We are currently trying to get our new born son his first UK passport. I read the application form thoroughly and submitted to the passport office:

- His birth certificate
- My birth certificate
- Mine and wife's attested wedding certificate
- Copies of my passport and my wife's passport
- Photos etc

After receiving the documents three weeks ago, and doing absolutely nothing with them, the passport office contacted me today to state that I must also include my wife's original birth certificate and either a CENOMAR or CRS5 form. 

The CENOMAR and CRS5 forms can only be obtained from Filipino office of statistics, and here lies our problem. As we were married outside of the UK and Philippines we have not registered the marriage in the Philippines.

A CENOMAR is a declaration that you are not married, a CRS5 document states you are married. If we were to apply for one, the information would not be correct, as office of statistics is not aware of her current marital status. We are now unable to register our marriage with Filipino embassy as the certificate is sat in Liverpool with UK passport office, but they are stating they need one of above forms to make any progress. 
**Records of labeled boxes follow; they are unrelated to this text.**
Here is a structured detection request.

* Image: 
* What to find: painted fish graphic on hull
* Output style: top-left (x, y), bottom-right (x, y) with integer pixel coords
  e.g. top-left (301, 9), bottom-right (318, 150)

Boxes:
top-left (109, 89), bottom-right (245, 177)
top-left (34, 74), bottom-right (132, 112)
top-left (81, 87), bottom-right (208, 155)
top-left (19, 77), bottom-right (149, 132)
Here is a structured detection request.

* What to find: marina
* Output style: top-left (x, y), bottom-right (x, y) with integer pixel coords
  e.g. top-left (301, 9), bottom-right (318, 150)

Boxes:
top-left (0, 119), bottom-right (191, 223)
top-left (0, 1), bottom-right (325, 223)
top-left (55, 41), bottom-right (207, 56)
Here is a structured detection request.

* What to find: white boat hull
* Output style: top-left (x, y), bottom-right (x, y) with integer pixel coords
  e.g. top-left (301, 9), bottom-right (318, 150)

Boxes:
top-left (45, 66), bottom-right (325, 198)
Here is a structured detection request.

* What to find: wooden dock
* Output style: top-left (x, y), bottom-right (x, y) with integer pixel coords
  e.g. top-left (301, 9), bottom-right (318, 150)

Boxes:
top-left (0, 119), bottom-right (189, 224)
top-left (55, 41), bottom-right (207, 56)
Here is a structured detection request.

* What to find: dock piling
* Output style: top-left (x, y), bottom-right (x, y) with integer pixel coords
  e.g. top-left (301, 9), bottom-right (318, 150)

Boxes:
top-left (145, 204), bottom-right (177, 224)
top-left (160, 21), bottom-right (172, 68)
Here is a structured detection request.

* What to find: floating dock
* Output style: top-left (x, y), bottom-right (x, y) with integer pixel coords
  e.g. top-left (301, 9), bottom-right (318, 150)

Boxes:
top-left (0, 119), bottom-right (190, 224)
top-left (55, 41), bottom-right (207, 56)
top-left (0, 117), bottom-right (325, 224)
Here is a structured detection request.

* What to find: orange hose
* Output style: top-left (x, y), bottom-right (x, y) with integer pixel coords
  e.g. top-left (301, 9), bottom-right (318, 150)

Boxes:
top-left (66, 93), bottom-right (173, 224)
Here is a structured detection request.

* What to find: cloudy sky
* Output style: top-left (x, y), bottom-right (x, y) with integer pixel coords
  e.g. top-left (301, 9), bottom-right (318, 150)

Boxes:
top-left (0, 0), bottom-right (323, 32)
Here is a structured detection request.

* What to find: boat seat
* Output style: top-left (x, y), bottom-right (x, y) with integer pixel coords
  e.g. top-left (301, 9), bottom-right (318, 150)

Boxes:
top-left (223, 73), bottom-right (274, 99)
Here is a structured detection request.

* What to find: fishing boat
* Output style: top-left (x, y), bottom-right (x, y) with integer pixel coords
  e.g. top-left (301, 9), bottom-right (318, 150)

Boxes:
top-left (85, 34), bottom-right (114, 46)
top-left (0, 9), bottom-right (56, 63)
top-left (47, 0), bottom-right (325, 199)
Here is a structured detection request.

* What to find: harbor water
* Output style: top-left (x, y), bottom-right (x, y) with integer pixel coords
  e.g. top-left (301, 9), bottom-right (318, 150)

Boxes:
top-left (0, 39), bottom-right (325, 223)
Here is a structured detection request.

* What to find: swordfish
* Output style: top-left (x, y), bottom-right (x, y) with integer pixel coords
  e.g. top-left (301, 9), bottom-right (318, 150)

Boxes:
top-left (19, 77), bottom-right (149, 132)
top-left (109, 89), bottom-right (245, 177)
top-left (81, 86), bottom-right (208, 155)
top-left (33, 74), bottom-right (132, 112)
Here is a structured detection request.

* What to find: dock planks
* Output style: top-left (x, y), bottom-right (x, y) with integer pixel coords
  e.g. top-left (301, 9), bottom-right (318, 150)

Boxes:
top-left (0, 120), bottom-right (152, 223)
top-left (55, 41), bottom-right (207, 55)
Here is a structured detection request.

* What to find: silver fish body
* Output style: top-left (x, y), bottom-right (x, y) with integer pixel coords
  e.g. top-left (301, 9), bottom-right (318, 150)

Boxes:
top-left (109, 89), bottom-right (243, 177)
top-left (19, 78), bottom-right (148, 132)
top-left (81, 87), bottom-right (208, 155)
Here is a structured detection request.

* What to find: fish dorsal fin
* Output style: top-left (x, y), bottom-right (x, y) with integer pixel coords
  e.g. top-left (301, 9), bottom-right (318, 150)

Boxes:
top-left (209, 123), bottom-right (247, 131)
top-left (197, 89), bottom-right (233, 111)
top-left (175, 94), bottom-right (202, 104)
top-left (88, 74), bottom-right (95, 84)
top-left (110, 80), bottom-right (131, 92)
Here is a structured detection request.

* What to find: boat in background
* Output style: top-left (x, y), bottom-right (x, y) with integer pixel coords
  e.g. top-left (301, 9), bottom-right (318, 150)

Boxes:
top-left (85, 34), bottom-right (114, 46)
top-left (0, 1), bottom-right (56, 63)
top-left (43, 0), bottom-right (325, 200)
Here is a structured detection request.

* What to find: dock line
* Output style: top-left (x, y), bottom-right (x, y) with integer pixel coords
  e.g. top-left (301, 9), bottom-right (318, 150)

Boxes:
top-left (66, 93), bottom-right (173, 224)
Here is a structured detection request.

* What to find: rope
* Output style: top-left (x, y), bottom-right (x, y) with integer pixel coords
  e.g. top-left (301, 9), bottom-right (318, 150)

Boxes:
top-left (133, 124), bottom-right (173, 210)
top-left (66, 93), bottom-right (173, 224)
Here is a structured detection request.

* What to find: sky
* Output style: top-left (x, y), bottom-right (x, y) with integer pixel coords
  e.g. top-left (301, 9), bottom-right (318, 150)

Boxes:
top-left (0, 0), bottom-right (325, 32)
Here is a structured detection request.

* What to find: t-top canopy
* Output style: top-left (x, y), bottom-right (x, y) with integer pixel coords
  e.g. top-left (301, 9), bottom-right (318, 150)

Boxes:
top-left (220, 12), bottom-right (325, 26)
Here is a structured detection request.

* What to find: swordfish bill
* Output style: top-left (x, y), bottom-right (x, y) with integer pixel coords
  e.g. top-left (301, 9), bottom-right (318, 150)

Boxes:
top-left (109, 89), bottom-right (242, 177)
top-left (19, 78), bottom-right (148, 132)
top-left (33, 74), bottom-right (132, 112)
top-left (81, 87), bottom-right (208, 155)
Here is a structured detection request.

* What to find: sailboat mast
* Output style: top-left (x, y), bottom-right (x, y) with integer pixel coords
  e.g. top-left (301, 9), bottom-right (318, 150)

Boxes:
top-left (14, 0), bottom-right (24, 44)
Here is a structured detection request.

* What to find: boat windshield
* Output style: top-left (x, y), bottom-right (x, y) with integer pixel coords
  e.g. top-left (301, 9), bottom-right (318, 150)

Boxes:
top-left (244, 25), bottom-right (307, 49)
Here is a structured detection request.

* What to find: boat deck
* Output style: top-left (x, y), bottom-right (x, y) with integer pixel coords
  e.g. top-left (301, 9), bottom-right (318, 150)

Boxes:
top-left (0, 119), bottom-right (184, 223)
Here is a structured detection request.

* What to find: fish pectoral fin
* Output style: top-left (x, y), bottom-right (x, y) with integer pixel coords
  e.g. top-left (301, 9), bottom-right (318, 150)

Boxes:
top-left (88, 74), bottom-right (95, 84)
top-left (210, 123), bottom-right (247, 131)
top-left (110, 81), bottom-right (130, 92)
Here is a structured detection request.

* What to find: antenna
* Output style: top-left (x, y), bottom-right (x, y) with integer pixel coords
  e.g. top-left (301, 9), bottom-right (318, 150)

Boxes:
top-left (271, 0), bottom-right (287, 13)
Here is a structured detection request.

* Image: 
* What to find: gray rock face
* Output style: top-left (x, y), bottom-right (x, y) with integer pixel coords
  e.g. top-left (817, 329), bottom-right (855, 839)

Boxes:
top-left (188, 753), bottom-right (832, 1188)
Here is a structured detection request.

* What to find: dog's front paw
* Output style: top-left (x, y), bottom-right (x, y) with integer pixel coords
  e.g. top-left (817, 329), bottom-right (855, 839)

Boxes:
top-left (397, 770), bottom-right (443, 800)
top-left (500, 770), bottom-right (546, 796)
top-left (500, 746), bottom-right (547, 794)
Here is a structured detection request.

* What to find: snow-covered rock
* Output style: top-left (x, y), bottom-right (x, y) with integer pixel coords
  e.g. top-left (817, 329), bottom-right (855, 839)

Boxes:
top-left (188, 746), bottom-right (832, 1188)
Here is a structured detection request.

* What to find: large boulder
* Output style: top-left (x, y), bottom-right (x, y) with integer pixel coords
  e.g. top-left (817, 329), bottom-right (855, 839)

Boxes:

I know of two other British husband, Filipino wife couples who applied for their children's passport successfully without attaching either form. If you are another such combination can you please let me know? 

Thank you, from one very annoyed daddy.


----------



## Gavtek (Aug 23, 2009)

Yep, I'm another Britipino husband who did not need to provide any of those things when we got our daughter's UK passport. We didn't even send the original marriage certificate. We got married in the Philippines though so our marriage is registered there.


----------



## Windsweptdragon (Aug 12, 2012)

Thanks GavTek. In typical government agency fashion they have stated that it doesn't matter how they treat other people, its all about what they want from you as an individual case by case applicant. 

On the plus side they have agreed that it is impossible for us to provide document requested, and will 'probably' accept the one we are going to send instead. Good times.


----------